Friday, July 31, 2009

healing music

Listening to some classical music pieces labeled "easy Sunday music" or "quiet times with piano" with some famous "easy listening" tones from famous classical composers, it is rather ... draining! Quite draining.

I needed to escape that, it felt bad. Classical music has something in it that is not quite right. I know, I am saying a blashphemy, but that is what it feels like to me. Somehow the music was pulling me too much into my intellect and emotions, and that didn't feel good at all. I noticed that it was helping me focus on the "book stuff" on studying I was doing, at the expense of somehow erasing my total being out of the picture. I cannot explain it better than to say that somehow it was engaging only my mind and my lower emotions. I need to investigate this some more. It seems like this enables the Western civilization to keep on going into intellectual pursuits only, and then it makes them rebel and get into the opposite of totally out-of-mind wild rock-n-roll.

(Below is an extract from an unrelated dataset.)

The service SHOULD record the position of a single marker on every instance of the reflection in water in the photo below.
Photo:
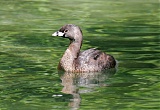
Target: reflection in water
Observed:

Listening to Native American flutes was a lot more satisfying. It somehow brought me to the present moment and made me Present as a whole. And it was possible to do intellectual work with it.

African music makes me feel comfortable and relaxed and quietly happy. It is good for daily living. It is hard to do intellectual work with it.

But then African music wasn't enough when it was time for higher spiritual pursuits and contemplation. Then African feels bad and Tibetan chants feel good.

Fascinating. Each of these musics "sets the tone" for how people ARE. Each one of those cultures has certain habits and practices and music just enforced them, locks them into it and vice versa.